Schumer, joined by state legislators and local officials, delivered his message Tuesday morning from the Village of Sloan, a center of rail activity named after a former railroad president.

“This is one of the most heavily traveled train routes in the country,” he said. “There’s a known threat that passes through the towns hundreds of times each day.”

Crude oil – too much for existing pipelines to handle – and other hazardous materials are being carried in U.S. Department of Transportation-111 tank cars, which Schumer said account for 70 percent of tankers in use. Up to 300 of those cars, carrying crude oil or ethanol, travel daily through Western New York on the CSX rail lines, he said.

But the safety of the DOT-111 cars – their shape resembles a soda can – was called into question long ago. “They are prone to tears and spills when there’s a derailment, God forbid,” Schumer said.

On July 6, a runaway train carrying oil in DOT-111 tankers derailed and exploded in Lac-Megantic, Quebec, killing an estimated 50 people and destroying dozens of buildings in the town of 6,000.

Before that, the National Transportation Safety Board concluded that the “inadequate design” of the tankers contributed to the severity of the June 2009 derailment and fire of a train carrying ethanol through Cherry Valley, Ill.
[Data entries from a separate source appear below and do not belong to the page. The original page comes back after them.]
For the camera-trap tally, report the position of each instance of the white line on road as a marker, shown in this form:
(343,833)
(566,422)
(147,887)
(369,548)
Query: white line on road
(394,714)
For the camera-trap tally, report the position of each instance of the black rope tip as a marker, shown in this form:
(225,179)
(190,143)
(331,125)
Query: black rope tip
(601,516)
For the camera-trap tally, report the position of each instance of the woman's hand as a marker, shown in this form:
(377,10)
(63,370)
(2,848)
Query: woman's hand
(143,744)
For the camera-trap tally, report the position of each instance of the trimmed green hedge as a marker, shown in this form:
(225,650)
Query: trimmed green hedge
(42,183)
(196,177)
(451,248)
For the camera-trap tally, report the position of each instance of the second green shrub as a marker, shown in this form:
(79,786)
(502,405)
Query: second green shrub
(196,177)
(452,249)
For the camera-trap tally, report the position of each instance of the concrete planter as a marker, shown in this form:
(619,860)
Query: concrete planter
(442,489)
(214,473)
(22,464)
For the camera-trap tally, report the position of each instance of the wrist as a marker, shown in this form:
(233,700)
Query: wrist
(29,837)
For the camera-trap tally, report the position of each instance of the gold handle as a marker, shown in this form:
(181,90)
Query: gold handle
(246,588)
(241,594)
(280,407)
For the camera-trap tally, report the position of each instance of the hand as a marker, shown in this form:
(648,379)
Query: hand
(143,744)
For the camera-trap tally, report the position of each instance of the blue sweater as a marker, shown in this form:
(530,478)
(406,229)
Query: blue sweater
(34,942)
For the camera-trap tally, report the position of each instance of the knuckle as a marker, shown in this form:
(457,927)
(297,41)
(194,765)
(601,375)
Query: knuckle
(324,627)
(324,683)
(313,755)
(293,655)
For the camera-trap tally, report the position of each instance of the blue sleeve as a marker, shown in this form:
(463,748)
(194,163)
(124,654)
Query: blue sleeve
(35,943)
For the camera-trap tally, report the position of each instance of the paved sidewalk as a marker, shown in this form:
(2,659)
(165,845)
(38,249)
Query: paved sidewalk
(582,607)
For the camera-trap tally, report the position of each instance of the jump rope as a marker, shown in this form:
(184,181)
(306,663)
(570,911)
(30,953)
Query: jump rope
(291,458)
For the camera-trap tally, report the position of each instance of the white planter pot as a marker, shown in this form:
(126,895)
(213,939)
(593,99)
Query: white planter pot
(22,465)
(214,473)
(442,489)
One woman died and nine other people were injured.

But problems with the tankers go back even further.

A 1991 safety study by the NTSB, examining DOT-111 cars involved in accidents between March 1988 and February 1989, concluded those cars had a higher incidence of failure when involved in accidents.

Schumer is calling on the federal Department of Transportation to come up with a plan to phase out DOT-111 cars, which he said still could be used for transporting less-hazardous substances such as corn syrup. “The new cars are made structurally stronger,” he said, citing the DOT-105 and DOT-112 models.

The change must be implemented through the Federal Railway Administration and the Pipeline and Hazardous Materials Safety Administration regulatory process.

Schumer and state officials referred to a July 17 derailment at William Street and Fillmore Avenue, in which one of three cars that derailed was a tanker containing ethanol. No leaks were reported.

The DOT-111 cars “are a disaster waiting to happen,” said State Sen. Tim Kennedy, D-Buffalo.

Assemblyman Dennis H. Gabryszak, D-Cheektowaga, noted the 300-mile route that tankers follow across the state. “The potential that exists in any of those communities ... could be disastrous,” he said.

According to the Association of American Railroads, the industry adopted voluntary standards that all tankers ordered after October 2011 meet the tougher standards recommended by the NTSB after the 2009 crash.

But those voluntary standards don’t apply to an estimated 40,000 cars built before October 2011.